Wednesday, February 28, 2018

Cardinal Points



Atlanta, Georgia. Sometime in the early-mid-2000s, early-mid spring, my digital audio recorder, I find out later (last month), still running.

I am sitting on the steps of a building on the Emory University campus with a group of white third-year undergrads still uncertain whether the book I read from earlier in the day could allow me my so-called reputation, when one of them, a political science major, starts in on Reconstruction.

"Anybody from the North," he begins out of nowhere, his weight on the first and seventh syllables, "cannot possibly understand the harm done to the South by that most insidious of federal policies known as Reconstruction. Why, it was nine times worse than what the French demanded of the Germans at Versailles. Nine times! And what your government up there in Canada did to your Indians -- why, I believe it was worse -- or if not, at the very least, on par with -- that, too."
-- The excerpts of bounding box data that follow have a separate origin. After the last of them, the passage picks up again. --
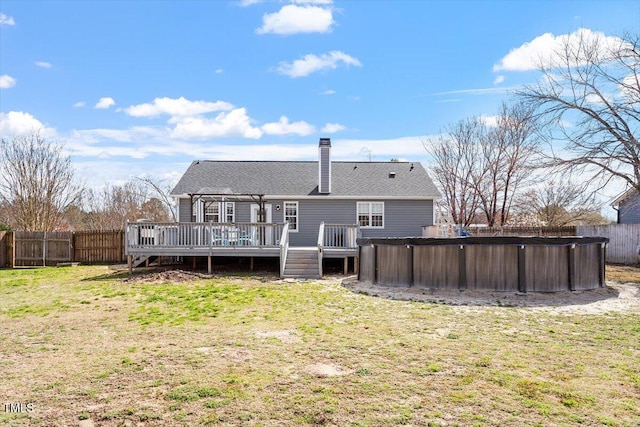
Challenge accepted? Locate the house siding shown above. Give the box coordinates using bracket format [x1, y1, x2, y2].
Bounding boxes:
[282, 199, 433, 246]
[178, 197, 191, 222]
[178, 198, 433, 246]
[618, 193, 640, 224]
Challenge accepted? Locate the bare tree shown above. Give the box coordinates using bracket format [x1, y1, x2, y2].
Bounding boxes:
[423, 104, 539, 226]
[0, 132, 83, 231]
[136, 177, 178, 222]
[517, 178, 607, 227]
[422, 118, 483, 226]
[518, 31, 640, 191]
[75, 179, 171, 230]
[472, 103, 540, 226]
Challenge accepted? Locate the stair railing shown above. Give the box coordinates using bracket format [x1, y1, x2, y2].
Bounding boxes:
[280, 222, 289, 278]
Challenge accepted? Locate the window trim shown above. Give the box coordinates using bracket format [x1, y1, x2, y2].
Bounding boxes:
[201, 201, 236, 224]
[282, 201, 300, 233]
[356, 201, 385, 230]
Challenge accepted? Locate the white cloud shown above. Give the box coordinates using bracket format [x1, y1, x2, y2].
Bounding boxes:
[322, 123, 346, 133]
[277, 50, 362, 78]
[493, 28, 622, 71]
[290, 0, 333, 4]
[0, 74, 16, 89]
[93, 97, 116, 110]
[125, 96, 233, 117]
[479, 114, 500, 128]
[429, 87, 516, 96]
[0, 13, 16, 26]
[171, 108, 262, 139]
[256, 4, 335, 35]
[0, 111, 56, 137]
[262, 116, 316, 136]
[240, 0, 265, 7]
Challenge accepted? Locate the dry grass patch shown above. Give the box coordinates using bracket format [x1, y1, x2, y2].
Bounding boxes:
[0, 267, 640, 427]
[606, 264, 640, 284]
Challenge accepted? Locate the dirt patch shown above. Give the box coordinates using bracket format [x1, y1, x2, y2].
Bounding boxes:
[123, 270, 214, 284]
[342, 278, 640, 314]
[305, 363, 351, 378]
[256, 330, 302, 343]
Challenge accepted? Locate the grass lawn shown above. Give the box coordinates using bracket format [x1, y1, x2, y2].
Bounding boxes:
[0, 266, 640, 427]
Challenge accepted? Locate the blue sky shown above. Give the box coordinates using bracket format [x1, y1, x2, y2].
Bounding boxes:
[0, 0, 640, 209]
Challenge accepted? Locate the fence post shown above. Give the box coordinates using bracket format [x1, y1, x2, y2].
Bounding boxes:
[518, 245, 527, 294]
[42, 231, 47, 267]
[567, 243, 576, 291]
[458, 245, 467, 291]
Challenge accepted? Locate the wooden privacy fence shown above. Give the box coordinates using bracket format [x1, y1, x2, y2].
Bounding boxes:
[13, 231, 71, 267]
[466, 225, 578, 237]
[577, 224, 640, 264]
[0, 230, 126, 268]
[73, 230, 127, 264]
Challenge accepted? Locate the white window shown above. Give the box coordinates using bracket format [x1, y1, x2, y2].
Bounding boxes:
[204, 202, 236, 222]
[225, 202, 236, 222]
[284, 202, 298, 231]
[358, 202, 384, 228]
[209, 202, 220, 222]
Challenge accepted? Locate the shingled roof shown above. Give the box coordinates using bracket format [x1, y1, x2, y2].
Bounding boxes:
[171, 160, 440, 198]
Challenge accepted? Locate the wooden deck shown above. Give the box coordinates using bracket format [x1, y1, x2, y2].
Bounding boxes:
[125, 222, 360, 275]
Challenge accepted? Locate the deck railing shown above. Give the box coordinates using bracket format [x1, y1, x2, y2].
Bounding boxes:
[318, 222, 360, 276]
[318, 223, 360, 249]
[125, 222, 284, 250]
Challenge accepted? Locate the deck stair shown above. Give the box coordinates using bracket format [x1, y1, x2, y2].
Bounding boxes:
[283, 247, 320, 279]
[131, 255, 158, 268]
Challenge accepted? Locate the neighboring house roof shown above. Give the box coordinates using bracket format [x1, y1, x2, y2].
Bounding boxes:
[171, 160, 440, 198]
[611, 187, 638, 206]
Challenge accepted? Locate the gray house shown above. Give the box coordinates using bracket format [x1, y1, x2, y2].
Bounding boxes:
[612, 188, 640, 224]
[127, 138, 440, 277]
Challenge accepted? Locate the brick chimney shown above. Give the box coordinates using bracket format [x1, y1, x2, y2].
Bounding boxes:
[318, 138, 331, 194]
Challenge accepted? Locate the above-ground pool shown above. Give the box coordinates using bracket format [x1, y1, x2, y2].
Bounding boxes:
[358, 237, 609, 292]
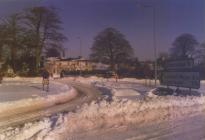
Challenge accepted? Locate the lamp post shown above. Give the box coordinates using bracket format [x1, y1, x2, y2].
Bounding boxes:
[77, 37, 82, 57]
[77, 37, 82, 75]
[138, 3, 158, 87]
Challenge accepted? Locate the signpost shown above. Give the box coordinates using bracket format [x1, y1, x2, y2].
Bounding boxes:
[160, 58, 200, 89]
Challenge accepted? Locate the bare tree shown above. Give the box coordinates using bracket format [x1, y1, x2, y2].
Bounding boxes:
[90, 28, 133, 70]
[25, 7, 66, 72]
[1, 14, 24, 72]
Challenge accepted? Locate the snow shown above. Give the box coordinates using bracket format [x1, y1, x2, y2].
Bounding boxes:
[0, 77, 205, 140]
[0, 78, 77, 118]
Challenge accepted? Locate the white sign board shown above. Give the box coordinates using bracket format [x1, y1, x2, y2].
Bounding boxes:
[161, 72, 200, 89]
[165, 59, 194, 70]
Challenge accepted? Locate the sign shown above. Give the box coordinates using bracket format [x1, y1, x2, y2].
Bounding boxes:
[160, 58, 200, 89]
[165, 59, 194, 70]
[161, 72, 200, 89]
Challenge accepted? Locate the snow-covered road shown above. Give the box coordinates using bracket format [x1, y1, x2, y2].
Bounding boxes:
[0, 77, 205, 140]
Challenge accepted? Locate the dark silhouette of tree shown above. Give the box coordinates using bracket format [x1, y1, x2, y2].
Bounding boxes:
[90, 28, 133, 70]
[46, 48, 61, 57]
[157, 52, 169, 68]
[25, 7, 66, 72]
[1, 14, 24, 72]
[171, 33, 199, 58]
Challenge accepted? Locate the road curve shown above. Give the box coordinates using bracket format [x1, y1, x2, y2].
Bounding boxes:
[0, 80, 100, 130]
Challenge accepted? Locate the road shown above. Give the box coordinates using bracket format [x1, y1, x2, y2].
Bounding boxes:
[0, 80, 100, 129]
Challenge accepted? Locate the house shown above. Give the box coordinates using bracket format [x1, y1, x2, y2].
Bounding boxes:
[45, 57, 109, 75]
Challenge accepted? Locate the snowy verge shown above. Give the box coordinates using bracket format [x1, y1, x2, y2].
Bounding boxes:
[0, 96, 205, 140]
[0, 78, 77, 119]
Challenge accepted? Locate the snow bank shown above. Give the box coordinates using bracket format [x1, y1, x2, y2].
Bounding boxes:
[41, 96, 205, 140]
[112, 89, 140, 97]
[0, 78, 77, 118]
[0, 96, 205, 140]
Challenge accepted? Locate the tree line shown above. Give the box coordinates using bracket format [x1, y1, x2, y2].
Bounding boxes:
[0, 6, 67, 75]
[90, 28, 205, 78]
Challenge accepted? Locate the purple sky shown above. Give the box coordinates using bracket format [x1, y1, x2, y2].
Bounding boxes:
[0, 0, 205, 60]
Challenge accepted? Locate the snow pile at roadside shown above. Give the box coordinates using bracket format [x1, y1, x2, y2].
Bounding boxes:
[112, 89, 140, 97]
[45, 97, 205, 140]
[0, 82, 77, 118]
[0, 96, 205, 140]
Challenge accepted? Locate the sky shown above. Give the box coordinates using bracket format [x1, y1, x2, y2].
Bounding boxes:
[0, 0, 205, 60]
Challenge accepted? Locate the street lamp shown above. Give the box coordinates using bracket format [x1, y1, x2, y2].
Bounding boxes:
[77, 37, 82, 57]
[77, 37, 82, 75]
[138, 3, 158, 87]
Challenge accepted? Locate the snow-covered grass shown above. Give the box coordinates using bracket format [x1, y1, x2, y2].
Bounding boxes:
[0, 77, 205, 140]
[1, 96, 205, 140]
[0, 78, 77, 118]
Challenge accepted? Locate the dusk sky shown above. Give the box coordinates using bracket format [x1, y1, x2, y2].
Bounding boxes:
[0, 0, 205, 60]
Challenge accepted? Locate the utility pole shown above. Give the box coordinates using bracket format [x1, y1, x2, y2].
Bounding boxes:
[77, 37, 82, 75]
[138, 3, 158, 87]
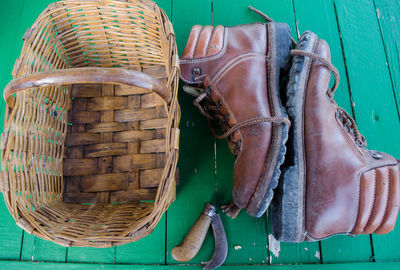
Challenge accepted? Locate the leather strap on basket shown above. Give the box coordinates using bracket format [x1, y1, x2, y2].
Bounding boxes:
[3, 67, 171, 104]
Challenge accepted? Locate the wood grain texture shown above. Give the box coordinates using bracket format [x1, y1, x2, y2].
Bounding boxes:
[294, 0, 371, 263]
[0, 261, 400, 270]
[372, 0, 400, 261]
[166, 0, 215, 264]
[21, 233, 68, 263]
[335, 0, 400, 264]
[293, 0, 352, 114]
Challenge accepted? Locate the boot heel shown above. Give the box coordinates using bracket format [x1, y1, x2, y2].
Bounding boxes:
[271, 31, 318, 242]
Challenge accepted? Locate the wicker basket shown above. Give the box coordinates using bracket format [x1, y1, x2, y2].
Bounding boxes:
[1, 0, 180, 247]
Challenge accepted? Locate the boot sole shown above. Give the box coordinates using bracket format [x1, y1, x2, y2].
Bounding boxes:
[271, 31, 318, 242]
[246, 23, 291, 217]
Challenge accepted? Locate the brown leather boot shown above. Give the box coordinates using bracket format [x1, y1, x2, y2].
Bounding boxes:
[181, 23, 291, 217]
[272, 32, 400, 242]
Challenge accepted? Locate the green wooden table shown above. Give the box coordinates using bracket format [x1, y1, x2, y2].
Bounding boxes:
[0, 0, 400, 269]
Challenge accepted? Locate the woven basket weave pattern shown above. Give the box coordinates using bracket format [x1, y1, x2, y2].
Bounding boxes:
[1, 0, 180, 247]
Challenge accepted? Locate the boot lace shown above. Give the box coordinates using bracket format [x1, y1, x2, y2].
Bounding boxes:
[291, 50, 367, 147]
[193, 86, 290, 155]
[248, 6, 367, 147]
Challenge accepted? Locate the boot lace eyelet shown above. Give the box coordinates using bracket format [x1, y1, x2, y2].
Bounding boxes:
[372, 152, 382, 159]
[355, 139, 364, 147]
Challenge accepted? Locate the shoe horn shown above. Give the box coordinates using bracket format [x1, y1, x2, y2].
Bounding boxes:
[171, 203, 216, 262]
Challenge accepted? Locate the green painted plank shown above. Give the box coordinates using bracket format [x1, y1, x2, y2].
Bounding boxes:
[372, 0, 400, 261]
[0, 261, 400, 270]
[21, 233, 67, 262]
[0, 194, 22, 260]
[0, 0, 25, 130]
[321, 235, 373, 263]
[294, 0, 371, 263]
[166, 0, 215, 263]
[115, 215, 166, 264]
[216, 148, 269, 264]
[67, 247, 115, 263]
[335, 0, 400, 158]
[294, 0, 351, 113]
[334, 0, 400, 261]
[374, 0, 400, 116]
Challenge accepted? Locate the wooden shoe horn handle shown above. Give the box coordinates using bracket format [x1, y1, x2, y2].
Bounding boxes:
[171, 203, 216, 262]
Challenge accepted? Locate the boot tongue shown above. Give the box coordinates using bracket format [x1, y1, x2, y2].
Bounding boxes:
[180, 25, 224, 84]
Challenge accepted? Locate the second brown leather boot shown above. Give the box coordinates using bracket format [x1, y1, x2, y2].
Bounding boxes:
[181, 23, 291, 217]
[272, 32, 400, 242]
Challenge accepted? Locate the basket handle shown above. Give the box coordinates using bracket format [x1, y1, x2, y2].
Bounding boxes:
[3, 67, 171, 104]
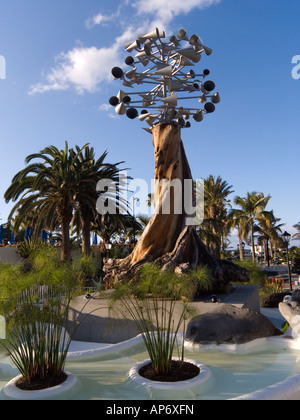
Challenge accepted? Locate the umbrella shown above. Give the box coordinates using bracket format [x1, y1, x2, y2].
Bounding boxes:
[0, 225, 4, 244]
[25, 226, 32, 241]
[41, 230, 48, 242]
[93, 233, 98, 245]
[10, 232, 16, 245]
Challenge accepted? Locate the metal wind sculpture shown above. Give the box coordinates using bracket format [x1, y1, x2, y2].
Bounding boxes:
[103, 29, 249, 291]
[109, 29, 220, 133]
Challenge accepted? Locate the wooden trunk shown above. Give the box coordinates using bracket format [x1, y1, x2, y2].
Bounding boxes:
[104, 124, 248, 290]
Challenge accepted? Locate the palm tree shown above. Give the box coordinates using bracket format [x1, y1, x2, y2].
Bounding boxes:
[74, 146, 127, 255]
[4, 142, 87, 261]
[233, 192, 271, 261]
[227, 209, 249, 261]
[200, 175, 233, 258]
[91, 213, 142, 244]
[293, 222, 300, 240]
[257, 210, 284, 264]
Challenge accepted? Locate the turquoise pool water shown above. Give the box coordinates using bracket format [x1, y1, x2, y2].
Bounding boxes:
[0, 336, 300, 400]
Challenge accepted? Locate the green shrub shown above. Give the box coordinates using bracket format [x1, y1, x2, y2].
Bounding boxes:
[110, 264, 197, 375]
[234, 261, 265, 287]
[0, 248, 91, 389]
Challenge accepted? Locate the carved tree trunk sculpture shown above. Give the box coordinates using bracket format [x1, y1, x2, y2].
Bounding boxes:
[104, 124, 248, 290]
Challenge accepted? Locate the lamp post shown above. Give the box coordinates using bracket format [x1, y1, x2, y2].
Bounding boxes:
[242, 242, 246, 260]
[281, 231, 293, 292]
[132, 197, 140, 245]
[105, 244, 112, 258]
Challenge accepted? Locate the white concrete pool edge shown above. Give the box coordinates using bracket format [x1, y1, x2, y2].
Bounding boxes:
[68, 335, 300, 401]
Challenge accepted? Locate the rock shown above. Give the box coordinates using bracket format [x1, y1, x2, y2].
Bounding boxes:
[292, 289, 300, 304]
[260, 293, 289, 308]
[186, 303, 282, 344]
[279, 301, 300, 336]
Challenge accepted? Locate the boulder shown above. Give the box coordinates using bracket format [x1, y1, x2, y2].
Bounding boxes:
[186, 303, 282, 344]
[260, 292, 289, 309]
[279, 301, 300, 337]
[292, 289, 300, 304]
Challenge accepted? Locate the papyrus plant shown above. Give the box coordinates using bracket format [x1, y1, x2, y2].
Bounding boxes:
[111, 264, 210, 375]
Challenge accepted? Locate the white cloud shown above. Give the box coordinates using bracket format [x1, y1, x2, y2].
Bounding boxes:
[85, 13, 112, 29]
[133, 0, 221, 30]
[29, 46, 119, 95]
[29, 0, 221, 95]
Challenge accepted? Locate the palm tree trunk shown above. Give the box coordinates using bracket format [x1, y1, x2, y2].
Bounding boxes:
[80, 213, 91, 255]
[56, 201, 73, 261]
[61, 220, 71, 261]
[251, 224, 256, 261]
[238, 225, 244, 261]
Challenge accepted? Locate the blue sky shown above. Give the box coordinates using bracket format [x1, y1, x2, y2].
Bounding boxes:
[0, 0, 300, 246]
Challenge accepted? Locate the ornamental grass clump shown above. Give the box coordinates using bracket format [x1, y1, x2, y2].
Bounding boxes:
[0, 249, 92, 390]
[111, 264, 209, 376]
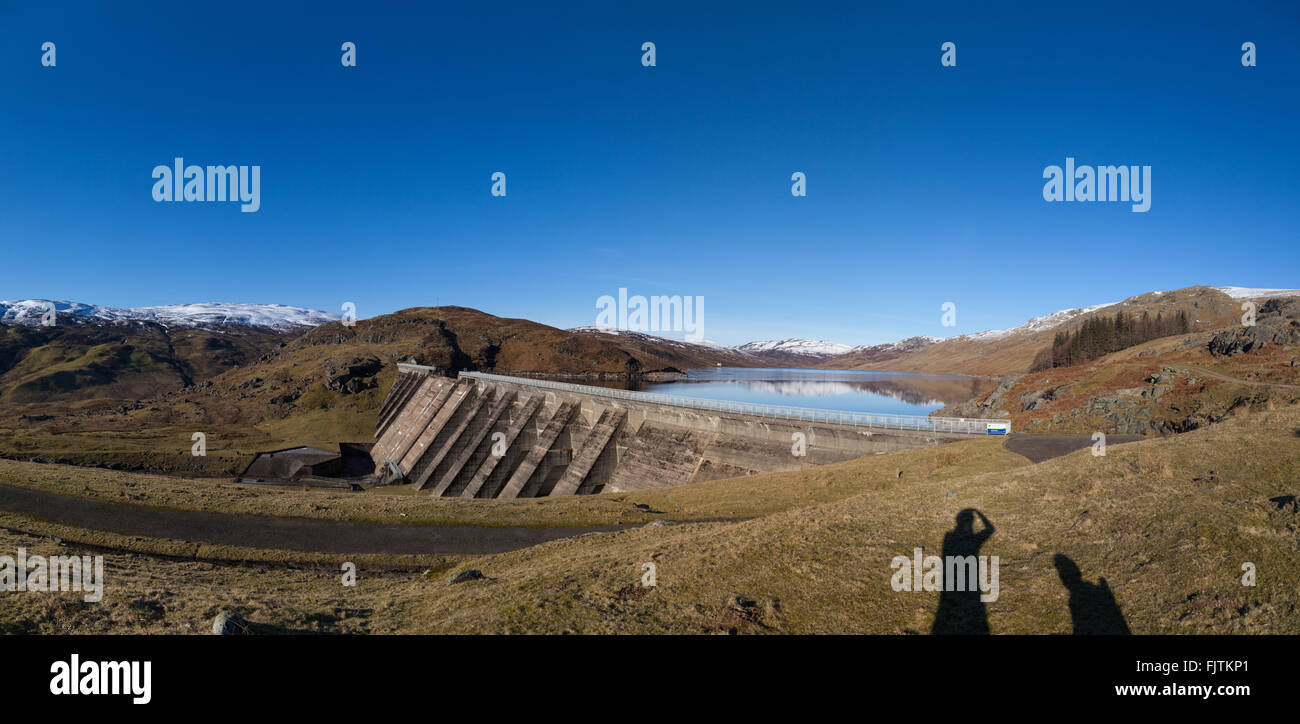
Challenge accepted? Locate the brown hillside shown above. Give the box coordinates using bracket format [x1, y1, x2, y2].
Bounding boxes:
[818, 286, 1242, 376]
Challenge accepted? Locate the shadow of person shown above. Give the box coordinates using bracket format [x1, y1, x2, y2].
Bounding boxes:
[930, 508, 993, 634]
[1052, 554, 1132, 636]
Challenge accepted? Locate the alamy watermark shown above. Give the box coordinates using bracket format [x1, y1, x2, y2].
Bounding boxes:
[0, 549, 104, 603]
[153, 156, 261, 213]
[889, 546, 998, 603]
[1043, 156, 1151, 213]
[595, 287, 705, 342]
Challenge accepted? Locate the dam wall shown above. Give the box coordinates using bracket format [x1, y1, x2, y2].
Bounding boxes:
[372, 364, 988, 498]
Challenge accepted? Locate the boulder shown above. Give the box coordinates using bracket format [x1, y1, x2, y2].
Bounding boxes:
[212, 611, 248, 636]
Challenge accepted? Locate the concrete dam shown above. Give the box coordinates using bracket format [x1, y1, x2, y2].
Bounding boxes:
[371, 364, 1006, 498]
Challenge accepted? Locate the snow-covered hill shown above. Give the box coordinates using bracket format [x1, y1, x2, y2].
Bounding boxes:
[849, 335, 944, 355]
[736, 339, 853, 357]
[1214, 286, 1300, 299]
[957, 302, 1118, 342]
[0, 299, 339, 331]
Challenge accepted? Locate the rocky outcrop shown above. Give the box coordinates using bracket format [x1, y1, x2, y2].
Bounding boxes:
[932, 374, 1023, 417]
[325, 357, 384, 395]
[1209, 298, 1300, 357]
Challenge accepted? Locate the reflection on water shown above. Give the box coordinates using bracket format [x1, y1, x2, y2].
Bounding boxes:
[592, 367, 997, 415]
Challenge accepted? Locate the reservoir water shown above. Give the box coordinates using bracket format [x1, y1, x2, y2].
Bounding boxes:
[590, 367, 997, 415]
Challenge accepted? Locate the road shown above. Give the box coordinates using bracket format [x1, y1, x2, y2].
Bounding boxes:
[0, 485, 625, 555]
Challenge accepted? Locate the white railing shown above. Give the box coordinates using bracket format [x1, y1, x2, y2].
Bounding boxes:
[460, 372, 1011, 435]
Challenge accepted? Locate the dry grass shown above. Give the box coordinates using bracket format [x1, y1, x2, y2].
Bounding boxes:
[0, 406, 1300, 633]
[0, 439, 1027, 526]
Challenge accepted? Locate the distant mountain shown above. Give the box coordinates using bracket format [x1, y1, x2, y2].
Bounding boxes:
[0, 299, 339, 331]
[836, 337, 944, 363]
[736, 339, 853, 364]
[818, 286, 1279, 376]
[1211, 286, 1300, 299]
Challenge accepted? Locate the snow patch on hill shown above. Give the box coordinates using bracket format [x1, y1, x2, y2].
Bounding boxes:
[1214, 286, 1300, 299]
[736, 339, 853, 357]
[567, 325, 732, 350]
[957, 302, 1119, 342]
[0, 299, 339, 330]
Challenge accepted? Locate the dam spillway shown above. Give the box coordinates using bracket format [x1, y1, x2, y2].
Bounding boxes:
[371, 364, 1005, 498]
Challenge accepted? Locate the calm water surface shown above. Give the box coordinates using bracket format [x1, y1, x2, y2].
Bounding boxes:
[590, 367, 997, 415]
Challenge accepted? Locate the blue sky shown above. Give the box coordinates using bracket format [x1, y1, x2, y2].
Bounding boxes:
[0, 1, 1300, 344]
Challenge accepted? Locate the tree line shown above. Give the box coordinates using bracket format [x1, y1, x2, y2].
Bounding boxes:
[1030, 309, 1190, 372]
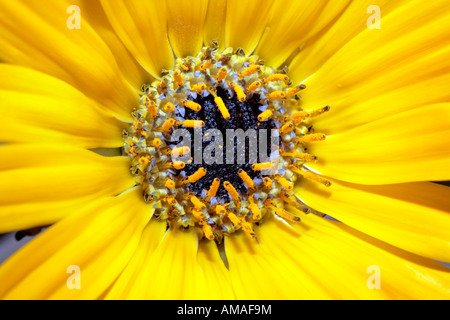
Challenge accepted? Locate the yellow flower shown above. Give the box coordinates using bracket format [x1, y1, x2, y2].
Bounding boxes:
[0, 0, 450, 299]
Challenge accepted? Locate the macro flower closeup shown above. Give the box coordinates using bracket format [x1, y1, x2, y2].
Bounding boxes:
[0, 0, 450, 300]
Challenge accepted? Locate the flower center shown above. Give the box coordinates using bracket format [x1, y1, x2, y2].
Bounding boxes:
[123, 41, 330, 243]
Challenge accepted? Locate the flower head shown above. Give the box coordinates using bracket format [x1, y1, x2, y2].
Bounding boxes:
[0, 0, 450, 299]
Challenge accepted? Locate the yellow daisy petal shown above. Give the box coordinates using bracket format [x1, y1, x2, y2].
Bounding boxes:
[227, 215, 450, 299]
[309, 103, 450, 184]
[203, 0, 227, 50]
[255, 0, 349, 66]
[101, 0, 173, 77]
[166, 0, 208, 58]
[225, 222, 329, 300]
[294, 1, 450, 129]
[80, 0, 152, 89]
[0, 188, 152, 299]
[0, 1, 138, 119]
[296, 180, 450, 261]
[289, 0, 408, 83]
[0, 64, 124, 148]
[0, 144, 134, 232]
[106, 219, 166, 300]
[225, 0, 273, 54]
[124, 230, 207, 300]
[197, 240, 236, 300]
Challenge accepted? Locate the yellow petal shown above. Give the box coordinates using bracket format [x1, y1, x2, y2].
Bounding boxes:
[0, 188, 152, 299]
[197, 240, 236, 300]
[203, 0, 227, 50]
[106, 219, 166, 300]
[166, 0, 208, 58]
[289, 0, 407, 83]
[226, 215, 450, 299]
[101, 0, 173, 77]
[0, 144, 134, 232]
[302, 1, 450, 133]
[225, 222, 328, 300]
[80, 0, 153, 89]
[309, 103, 450, 184]
[225, 0, 273, 54]
[296, 180, 450, 261]
[256, 0, 349, 67]
[0, 64, 124, 148]
[0, 0, 138, 119]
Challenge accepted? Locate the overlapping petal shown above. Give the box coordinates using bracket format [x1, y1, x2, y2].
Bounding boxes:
[0, 143, 134, 232]
[0, 1, 138, 119]
[0, 64, 124, 148]
[227, 215, 450, 299]
[296, 180, 450, 261]
[309, 103, 450, 184]
[0, 188, 153, 299]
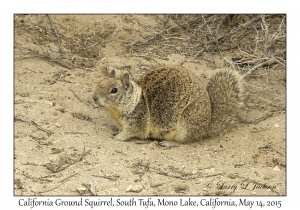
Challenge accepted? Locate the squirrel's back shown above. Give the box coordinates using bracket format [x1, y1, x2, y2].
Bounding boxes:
[93, 66, 242, 143]
[206, 70, 243, 136]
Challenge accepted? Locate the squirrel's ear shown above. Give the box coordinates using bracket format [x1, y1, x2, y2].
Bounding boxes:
[109, 70, 116, 78]
[122, 73, 130, 88]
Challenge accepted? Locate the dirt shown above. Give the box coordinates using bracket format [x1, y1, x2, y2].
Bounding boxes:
[14, 15, 286, 196]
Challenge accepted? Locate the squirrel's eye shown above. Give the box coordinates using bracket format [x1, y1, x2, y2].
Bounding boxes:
[110, 88, 118, 93]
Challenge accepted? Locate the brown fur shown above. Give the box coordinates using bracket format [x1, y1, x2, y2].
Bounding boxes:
[93, 66, 242, 143]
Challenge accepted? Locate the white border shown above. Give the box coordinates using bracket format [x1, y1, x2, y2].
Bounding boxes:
[0, 0, 300, 209]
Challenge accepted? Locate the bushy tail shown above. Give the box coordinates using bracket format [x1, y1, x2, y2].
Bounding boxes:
[206, 71, 243, 136]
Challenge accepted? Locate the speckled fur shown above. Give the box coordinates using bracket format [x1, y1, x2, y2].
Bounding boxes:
[93, 66, 241, 143]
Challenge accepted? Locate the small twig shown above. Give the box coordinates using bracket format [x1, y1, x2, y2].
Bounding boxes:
[32, 172, 79, 194]
[14, 97, 55, 106]
[242, 58, 275, 78]
[14, 117, 53, 136]
[195, 15, 260, 57]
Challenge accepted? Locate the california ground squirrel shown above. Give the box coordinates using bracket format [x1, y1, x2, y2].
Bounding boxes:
[93, 66, 242, 146]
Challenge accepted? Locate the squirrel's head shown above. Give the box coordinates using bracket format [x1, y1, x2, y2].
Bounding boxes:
[93, 70, 138, 111]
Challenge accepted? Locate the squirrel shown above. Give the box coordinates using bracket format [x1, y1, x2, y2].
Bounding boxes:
[93, 66, 243, 146]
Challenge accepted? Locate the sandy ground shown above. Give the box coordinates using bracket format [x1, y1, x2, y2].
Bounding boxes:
[14, 15, 286, 195]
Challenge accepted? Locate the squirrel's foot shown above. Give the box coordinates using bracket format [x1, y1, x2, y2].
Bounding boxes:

This went on longer than it should have, in no small part due to my mistaken belief that I was in a dialogue. Indeed, when our parson took a breath, when I began to respond to the first of his half dozen fallacies I was working so hard to remember, I was told ever-so-sweetly by another of this group to "Hush now, you had your turn when you read to us from your book."

(Ah, so it is a dialogue -- only I am too slow to remember that it started earlier. And that crashing sound? The sound of me losing track of all those fallacies.)

"We in the South are a patient people, Mr. Turner. We have endured a great deal since the Yankee politicians and the Yankee military and the Yankee carpetbaggers came into our neck and highjacked our economy, which, if it were a peach, was as particular to us as the tomato is to the Sicilian."

(Is he quoting Faulkner?)

No -- this is madness! The Confederate states had a slave economy, an economy built on the backs of Black people. As for Reconstruction, sure, it was an imposition, but what the American Civil War was really about -- the prize, as it were -- was the West, which, by then, was forming its own economies, based largely on the prospect of gold.

That's what Reconstruction was really about: not simply Northern capitalists crushing their Southern competitors under the auspices of Abolition, but a program that would corral Mormon, Chinese and indigenous people out West. We had something similar in Canada during the 1970 implementation of the War Measures Act, when a situation in Quebec allowed the RCMP carte blanche throughout the rest of the country -- like harassing hippie communes in rural British Columbia.